I would affirm the judgment of the court of civil appeals.
McGEE, JOHNSON and YARBROUGH, JJ., join in this dissent.
NOTES
[1] The "discovery rule" applies in actions based on fraud, Ellison v. McGlaun, 482 S.W.2d 304 (Tex.Civ.App.1972, writ ref'd n.r.e.), and fraudulent concealment in medical malpractice cases, Thompson v. Barnard, 142 S.W.2d 238 (Tex.Civ.App.1940), aff'd, 138 Tex. 277, 158 S.W.2d 486 (1942). In an action for breach of contract, or implied warranty, the statute of limitations runs from the time plaintiff knew or should have known of the breach. Rothman v. Gulf Coast Investment Corp., 497 S.W.2d 792 (Tex.Civ.App.1973), rev'd on other grounds, 506 S.W.2d 856 (Tex.1974). Recently, the rule was applied in a suit for defamation. Kelley v.
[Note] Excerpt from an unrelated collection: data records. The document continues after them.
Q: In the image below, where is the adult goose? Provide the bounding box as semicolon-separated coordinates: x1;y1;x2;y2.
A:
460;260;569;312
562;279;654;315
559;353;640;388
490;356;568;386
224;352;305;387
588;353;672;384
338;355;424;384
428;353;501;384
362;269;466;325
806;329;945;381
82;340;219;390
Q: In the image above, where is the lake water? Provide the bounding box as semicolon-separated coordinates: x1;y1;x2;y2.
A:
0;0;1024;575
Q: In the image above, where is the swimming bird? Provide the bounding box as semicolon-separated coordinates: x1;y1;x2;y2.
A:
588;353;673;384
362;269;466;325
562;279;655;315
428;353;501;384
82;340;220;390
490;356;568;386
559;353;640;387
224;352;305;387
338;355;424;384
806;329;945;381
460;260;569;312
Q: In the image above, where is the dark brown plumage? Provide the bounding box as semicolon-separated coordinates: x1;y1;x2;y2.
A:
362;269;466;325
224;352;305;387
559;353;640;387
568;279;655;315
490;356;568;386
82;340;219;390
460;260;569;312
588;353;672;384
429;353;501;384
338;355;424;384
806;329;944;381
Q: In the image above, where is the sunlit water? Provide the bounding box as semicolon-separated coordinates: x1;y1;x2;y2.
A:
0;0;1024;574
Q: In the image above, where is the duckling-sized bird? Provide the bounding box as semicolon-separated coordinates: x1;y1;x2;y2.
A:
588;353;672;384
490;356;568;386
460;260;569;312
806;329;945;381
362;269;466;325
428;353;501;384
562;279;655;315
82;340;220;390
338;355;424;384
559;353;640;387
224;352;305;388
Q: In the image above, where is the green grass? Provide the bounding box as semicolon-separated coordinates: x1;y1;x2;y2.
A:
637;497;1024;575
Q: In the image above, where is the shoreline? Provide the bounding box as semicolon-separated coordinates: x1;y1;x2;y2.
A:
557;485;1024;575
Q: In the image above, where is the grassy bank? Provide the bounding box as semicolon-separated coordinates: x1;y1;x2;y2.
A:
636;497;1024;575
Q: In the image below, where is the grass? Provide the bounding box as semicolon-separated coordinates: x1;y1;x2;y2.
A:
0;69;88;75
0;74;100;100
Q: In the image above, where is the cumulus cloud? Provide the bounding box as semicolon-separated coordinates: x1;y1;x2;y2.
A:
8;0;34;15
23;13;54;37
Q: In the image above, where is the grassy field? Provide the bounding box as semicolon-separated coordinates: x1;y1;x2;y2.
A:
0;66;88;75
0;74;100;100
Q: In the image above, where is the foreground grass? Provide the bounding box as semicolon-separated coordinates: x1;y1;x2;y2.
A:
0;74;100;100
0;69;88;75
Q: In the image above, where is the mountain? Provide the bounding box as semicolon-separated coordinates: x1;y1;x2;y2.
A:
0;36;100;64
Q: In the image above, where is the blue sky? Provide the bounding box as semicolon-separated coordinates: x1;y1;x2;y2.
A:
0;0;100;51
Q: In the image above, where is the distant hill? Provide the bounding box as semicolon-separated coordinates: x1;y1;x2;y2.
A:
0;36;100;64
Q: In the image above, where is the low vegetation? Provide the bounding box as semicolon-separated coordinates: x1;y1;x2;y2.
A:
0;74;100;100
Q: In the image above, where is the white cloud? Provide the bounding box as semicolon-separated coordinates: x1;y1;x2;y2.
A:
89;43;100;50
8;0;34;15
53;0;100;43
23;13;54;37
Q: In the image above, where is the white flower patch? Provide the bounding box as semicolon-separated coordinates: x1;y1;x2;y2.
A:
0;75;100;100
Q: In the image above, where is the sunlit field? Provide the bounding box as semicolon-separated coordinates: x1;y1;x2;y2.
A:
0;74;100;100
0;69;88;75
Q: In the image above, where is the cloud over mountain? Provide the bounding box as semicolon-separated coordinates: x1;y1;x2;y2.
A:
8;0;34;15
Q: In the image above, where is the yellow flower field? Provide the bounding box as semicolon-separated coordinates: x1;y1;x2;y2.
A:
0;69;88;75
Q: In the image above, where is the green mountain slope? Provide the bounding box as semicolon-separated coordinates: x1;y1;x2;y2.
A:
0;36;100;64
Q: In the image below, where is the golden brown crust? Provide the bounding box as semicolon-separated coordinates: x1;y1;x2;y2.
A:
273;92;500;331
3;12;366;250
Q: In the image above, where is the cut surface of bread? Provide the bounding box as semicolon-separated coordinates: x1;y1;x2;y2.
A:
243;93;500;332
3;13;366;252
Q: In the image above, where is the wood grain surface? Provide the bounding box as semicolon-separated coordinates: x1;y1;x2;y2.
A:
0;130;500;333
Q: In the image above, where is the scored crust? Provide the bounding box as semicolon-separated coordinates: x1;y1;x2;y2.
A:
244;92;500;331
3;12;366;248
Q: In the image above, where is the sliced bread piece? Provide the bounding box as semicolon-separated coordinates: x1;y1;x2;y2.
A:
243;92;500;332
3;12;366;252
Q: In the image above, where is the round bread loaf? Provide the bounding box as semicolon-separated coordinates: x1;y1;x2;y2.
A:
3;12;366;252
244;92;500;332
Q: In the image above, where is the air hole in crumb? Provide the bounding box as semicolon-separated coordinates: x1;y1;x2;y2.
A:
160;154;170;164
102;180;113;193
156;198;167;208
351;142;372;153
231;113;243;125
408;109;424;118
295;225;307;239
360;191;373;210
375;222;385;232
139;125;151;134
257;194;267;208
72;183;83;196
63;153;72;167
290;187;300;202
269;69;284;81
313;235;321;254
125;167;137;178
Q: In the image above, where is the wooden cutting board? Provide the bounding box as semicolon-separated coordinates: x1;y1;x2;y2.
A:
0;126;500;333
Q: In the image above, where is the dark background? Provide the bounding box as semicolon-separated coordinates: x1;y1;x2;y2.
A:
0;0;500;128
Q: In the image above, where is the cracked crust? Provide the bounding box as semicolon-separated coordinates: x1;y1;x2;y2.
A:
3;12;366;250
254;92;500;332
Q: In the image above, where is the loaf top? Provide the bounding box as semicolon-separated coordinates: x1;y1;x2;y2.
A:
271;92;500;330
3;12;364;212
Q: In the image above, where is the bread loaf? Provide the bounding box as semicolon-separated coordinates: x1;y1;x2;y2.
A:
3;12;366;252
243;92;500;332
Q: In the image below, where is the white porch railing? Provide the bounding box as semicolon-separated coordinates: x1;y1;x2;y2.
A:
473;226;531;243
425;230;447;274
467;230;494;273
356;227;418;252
Rinkle, 532 S.W.2d 947 (Tex.1976).
[2] Courts now more generally applying the discovery rule to medical malpractice cases are: Mayer v. Good Samaritan Hospital, 14 Ariz. App. 248, 482 P.2d 497 (1971); Stafford v. Shultz, 42 Cal. 2d 767, 270 P.2d 1 (1954); Owens v. Brochner, 172 Colo. 525, 474 P.2d 603 (1970); City of Miami v. Brooks, 70 So. 2d 306 (Fla.1954); Yoshizaki v. Hilo Hospital, 50 Haw. 150, 433 P.2d 220 (1967); Renner v. Edwards, 93 Idaho 836, 475 P.2d 530 (1970); Lipsey v. Michael Reese Hospital, 46 Ill. 2d 32, 262 N.E.2d 450 (1970); Baines v. Blenderman, 223 N.W.2d 199 (Iowa 1974); Tomlinson v. Siehl, 459 S.W.2d 166 (Ky.1970); Springer v. Aetna Casualty and Surety Company, 169 So. 2d 171 (La. App.1964); Waldman v. Rohrbaugh, 241 Md. 137, 215 A.2d 825 (1966); Johnson v. Caldwell, 371 Mich. 368, 123 N.W.2d 785 (1963); Acker v. Sorensen, 183 Neb. 866, 165 N.W.2d 74 (1969); Iverson v. Lancaster, 158 N.W.2d 507 (N.D.1969); Frohs v. Greene, 253 Or. 1, 452 P.2d 564 (1969); Wilkinson v. Harrington, 104 R.I. 224, 243 A.2d 745 (1968); Teeters v. Currey, 518 S.W.2d 512 (Tenn.1974); Janisch v. Mullins, 1 Wash. App. 393, 461 P.2d 895 (1969). Six states, including Texas and three of the above jurisdictions, have enacted special statutes of limitation placing a maximum limitation on the time allowed for discovery. 7 St. Mary's L.J. 770 (1976).